Controleer of meetgereedschap en laserontvanger correct zijn geplaatst en start de modus opnieuw. De laserontvanger moet zich binnen een draaibereik van ±8,5 % van het meetgereedschap bevinden.

Aanwijzing: Bij het gebruik van de modus CenterFind kan de instelling van beide assen veranderen, ook wanneer een van de assen niet op de laserontvanger werd uitgelijnd.

In de modus CenterLock probeert het meetgereedschap automatisch, door een op- en neerwaartse beweging van de rotatiekop de laserstraal op de middenlijn van de laserontvanger uit de lijnen. Het verschil met de modus CenterFind is dat de positie van de laserontvanger continu gecontroleerd en de helling van het meetgereedschap automatisch aangepast wordt. De hellingwaarden verschijnen niet op het display.

  • Let er bij het werken met de modus CenterLock zorgvuldig op dat meetgereedschap en laserontvanger niet per ongeluk worden bewogen. Door de automatische aanpassing van de helling bij elke positieverandering kunnen er foute metingen ontstaan.

De laserstraal kan op de X‑ of Y‑as van het meetgereedschap worden uitgelijnd.

De modus CenterLock wordt op de laserontvanger gestart en beëindigd. Lees hiervoor de gebruiksaanwijzing van de laserontvanger en neem deze in acht.

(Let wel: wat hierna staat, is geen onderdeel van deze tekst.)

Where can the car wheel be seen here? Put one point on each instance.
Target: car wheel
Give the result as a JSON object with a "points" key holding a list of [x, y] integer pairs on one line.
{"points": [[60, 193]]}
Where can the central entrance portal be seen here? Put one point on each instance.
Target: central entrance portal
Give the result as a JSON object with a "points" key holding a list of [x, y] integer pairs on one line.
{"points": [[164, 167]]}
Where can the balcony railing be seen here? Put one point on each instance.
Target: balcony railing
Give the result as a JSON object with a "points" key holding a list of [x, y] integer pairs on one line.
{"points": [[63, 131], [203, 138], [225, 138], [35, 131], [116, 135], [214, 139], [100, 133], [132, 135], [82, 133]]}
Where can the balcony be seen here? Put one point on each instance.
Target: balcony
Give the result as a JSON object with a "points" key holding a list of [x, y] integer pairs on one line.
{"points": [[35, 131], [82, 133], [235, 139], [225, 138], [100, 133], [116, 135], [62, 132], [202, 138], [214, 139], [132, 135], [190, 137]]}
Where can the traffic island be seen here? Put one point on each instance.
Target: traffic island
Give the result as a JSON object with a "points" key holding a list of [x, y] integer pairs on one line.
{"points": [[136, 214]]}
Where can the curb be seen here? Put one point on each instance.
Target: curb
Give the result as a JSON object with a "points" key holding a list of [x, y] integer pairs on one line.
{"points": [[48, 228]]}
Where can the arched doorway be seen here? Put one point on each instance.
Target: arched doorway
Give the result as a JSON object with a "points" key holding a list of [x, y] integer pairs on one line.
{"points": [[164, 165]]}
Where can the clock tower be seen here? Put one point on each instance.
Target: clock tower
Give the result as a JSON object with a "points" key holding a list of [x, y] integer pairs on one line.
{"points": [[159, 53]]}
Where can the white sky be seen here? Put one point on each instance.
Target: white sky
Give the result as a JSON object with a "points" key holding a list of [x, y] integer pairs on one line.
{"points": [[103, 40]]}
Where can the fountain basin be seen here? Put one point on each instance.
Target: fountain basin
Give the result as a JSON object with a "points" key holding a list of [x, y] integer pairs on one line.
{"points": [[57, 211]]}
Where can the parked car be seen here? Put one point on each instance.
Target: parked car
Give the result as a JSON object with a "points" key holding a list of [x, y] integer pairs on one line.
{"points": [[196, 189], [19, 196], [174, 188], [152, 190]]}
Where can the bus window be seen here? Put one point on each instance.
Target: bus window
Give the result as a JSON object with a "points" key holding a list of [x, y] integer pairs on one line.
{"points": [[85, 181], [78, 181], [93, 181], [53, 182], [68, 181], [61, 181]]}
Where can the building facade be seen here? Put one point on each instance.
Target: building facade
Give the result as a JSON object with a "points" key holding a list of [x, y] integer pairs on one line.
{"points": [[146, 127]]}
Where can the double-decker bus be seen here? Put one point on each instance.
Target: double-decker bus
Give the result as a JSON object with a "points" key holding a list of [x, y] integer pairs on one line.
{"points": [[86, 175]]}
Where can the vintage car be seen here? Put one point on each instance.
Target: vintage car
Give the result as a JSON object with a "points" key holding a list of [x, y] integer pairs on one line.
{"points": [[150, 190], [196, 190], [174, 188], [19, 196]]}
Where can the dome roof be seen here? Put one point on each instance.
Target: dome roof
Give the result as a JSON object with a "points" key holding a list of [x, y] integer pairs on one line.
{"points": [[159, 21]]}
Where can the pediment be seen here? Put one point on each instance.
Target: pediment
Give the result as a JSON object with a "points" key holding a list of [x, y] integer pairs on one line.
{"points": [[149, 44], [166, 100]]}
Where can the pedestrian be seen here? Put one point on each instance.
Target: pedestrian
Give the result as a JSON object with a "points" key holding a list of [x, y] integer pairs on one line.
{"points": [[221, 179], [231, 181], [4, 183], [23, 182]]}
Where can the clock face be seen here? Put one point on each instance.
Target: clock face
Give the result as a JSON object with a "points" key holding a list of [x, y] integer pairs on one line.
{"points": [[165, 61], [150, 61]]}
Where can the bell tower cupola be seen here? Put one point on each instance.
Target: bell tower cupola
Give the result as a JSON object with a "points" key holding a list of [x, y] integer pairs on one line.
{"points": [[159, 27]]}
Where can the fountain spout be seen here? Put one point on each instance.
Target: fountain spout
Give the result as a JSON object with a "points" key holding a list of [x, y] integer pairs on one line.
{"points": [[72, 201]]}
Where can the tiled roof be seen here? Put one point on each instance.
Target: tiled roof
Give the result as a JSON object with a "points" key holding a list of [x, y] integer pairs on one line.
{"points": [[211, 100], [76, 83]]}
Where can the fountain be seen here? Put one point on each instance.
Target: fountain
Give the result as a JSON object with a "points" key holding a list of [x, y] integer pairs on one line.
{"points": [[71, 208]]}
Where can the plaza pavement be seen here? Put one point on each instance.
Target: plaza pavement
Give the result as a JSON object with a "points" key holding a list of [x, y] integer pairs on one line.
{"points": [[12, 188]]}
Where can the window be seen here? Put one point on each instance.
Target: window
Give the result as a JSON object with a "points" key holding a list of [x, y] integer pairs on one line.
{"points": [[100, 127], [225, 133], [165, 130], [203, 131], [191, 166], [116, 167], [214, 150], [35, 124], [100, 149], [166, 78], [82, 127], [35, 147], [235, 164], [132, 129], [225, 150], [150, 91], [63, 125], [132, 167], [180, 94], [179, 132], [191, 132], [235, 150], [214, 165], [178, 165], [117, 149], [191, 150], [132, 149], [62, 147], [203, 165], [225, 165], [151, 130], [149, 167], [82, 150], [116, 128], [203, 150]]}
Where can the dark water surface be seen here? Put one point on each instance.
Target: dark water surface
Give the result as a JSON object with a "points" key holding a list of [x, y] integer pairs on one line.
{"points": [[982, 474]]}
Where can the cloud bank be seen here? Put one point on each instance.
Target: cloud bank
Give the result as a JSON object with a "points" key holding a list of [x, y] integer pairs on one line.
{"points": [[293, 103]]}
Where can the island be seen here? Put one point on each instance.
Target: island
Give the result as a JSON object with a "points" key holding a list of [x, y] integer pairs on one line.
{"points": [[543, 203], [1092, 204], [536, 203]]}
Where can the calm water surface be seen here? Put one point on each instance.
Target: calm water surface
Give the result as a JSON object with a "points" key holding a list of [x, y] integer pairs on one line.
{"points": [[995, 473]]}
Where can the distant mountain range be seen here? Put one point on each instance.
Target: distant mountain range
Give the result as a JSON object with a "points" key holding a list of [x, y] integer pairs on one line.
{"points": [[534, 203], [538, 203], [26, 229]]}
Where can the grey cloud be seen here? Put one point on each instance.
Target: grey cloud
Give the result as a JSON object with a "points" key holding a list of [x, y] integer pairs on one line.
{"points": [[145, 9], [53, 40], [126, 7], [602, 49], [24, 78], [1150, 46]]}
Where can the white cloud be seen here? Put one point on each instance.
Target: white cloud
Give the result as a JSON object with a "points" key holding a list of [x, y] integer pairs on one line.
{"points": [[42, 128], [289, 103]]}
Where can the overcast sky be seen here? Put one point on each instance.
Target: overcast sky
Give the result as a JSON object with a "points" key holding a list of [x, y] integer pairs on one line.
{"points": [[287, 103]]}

Tijdens het zoeken verschijnt het symbool CenterLock voor een of beide assen op het display van het meetgereedschap en de statusaanduiding (12) knippert rood.

Als de laserstraal op de middenlijn van de laserontvanger kon worden uitgelijnd, dan verschijnt op het startscherm voor een of beide assen het symbool CenterLock. De hellingwaarden verschijnen niet.

Als de laserstraal niet op de middenlijn van de laserontvanger kon worden uitgelijnd, dan wordt de rotatie van de laserstraal gestopt en een foutmelding verschijnt op het display. Druk op een willekeurige toets om de foutmelding te sluiten. De betreffende as wordt weer op 0 % genivelleerd.

Controleer of meetgereedschap en laserontvanger correct zijn geplaatst en start de modus opnieuw. De laserontvanger moet zich binnen een draaibereik van ±8,5 % van het meetgereedschap bevinden.

Aanwijzing: Bij het gebruik van de modus CenterLock kan de instelling van beide assen veranderen, ook wanneer een van de assen niet op de laserontvanger werd uitgelijnd.

In de rotatiemodus kunt u de variabele laserstraal (8) voor een of meerdere kwadranten van het rotatievlak uitschakelen. Op deze manier is het mogelijk om het gevaar door laserstraling te begrenzen tot bepaalde gebieden. Bovendien kan de storing van andere apparaten door de laserstraal of de storing van de laserontvanger door ongewenste reflecties worden vermeden.

Het uitschakelen van afzonderlijke kwadranten kan alleen met behulp van de Bosch Levelling Remote App worden bestuurd. De kwadranten waarin de laserstraal zichtbaar is, zijn in de aanduiding lasermodus (a) op het startscherm te zien.